Uma pessoa vira as costas e é no que dá. Palavras desembainhadas, G3 na rua, (e as bazucas?), pelotões de fuzilamento! Parece que os camaradas não ficaram fartos. (****)

Como quem não quer a coisa, lá veio o patrão tentar meter ordem na caserna (post 4953, excitação 45). E não é que o homem escreve bem e explica-se ainda melhor!? Nunca entenderei porque é que dizem aquilo das pessoas da Lourinhã! (*****) Eu até gostava de encontrar um pintelhinho que desse para aquecer (ainda mais…) o debate, já que é disso que o meu povo gosta.
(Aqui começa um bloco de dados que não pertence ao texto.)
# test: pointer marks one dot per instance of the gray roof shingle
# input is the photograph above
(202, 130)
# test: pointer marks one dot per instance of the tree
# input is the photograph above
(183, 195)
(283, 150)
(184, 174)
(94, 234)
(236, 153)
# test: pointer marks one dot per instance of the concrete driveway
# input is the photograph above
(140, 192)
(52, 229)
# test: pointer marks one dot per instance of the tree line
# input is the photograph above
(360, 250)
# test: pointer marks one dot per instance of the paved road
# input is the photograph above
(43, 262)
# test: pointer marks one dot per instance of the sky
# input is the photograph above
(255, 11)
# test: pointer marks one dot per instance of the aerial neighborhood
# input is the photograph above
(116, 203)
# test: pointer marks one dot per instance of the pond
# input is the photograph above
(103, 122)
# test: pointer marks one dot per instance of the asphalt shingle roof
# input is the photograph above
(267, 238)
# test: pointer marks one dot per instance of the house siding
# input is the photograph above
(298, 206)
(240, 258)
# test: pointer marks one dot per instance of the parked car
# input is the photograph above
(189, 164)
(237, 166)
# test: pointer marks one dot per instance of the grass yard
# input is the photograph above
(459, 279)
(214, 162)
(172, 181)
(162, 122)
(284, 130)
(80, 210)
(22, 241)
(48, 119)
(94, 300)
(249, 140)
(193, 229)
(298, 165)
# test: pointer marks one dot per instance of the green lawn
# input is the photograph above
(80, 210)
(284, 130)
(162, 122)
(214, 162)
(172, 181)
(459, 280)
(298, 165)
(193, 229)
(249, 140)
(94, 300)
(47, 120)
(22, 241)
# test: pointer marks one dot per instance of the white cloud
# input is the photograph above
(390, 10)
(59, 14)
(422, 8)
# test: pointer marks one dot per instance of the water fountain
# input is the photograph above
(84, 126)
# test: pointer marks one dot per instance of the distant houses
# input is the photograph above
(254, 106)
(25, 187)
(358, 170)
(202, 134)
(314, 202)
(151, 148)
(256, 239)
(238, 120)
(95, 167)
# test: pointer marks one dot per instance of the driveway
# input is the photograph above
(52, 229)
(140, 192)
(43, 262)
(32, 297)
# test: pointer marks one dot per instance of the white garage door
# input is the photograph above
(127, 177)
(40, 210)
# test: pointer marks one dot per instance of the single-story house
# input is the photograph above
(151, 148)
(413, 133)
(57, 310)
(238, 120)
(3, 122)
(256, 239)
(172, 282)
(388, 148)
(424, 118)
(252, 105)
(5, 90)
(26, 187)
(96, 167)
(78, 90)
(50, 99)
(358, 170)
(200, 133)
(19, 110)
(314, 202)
Mas não, aquilo vai ao encontro da minha própria visão sobre a matéria e portanto, o Luís disse e está dito. E no entanto...

Eu gosto muito de contos da carochinha. Até já escrevi alguns que passaram no blog. Mas por natureza, prefiro os do Lobo Mau. Gosto especialmente daquela cena em que o dentuças pergunta ao capuchinho o que faz abaixada à beira do rio.
- Então não vê que estou a lavar a minha c…, senhor lobo?
Ao que o malino responde confuso:
- Ai porra, agora é que chegaste para mim. Eu não conheço essa versão da história …!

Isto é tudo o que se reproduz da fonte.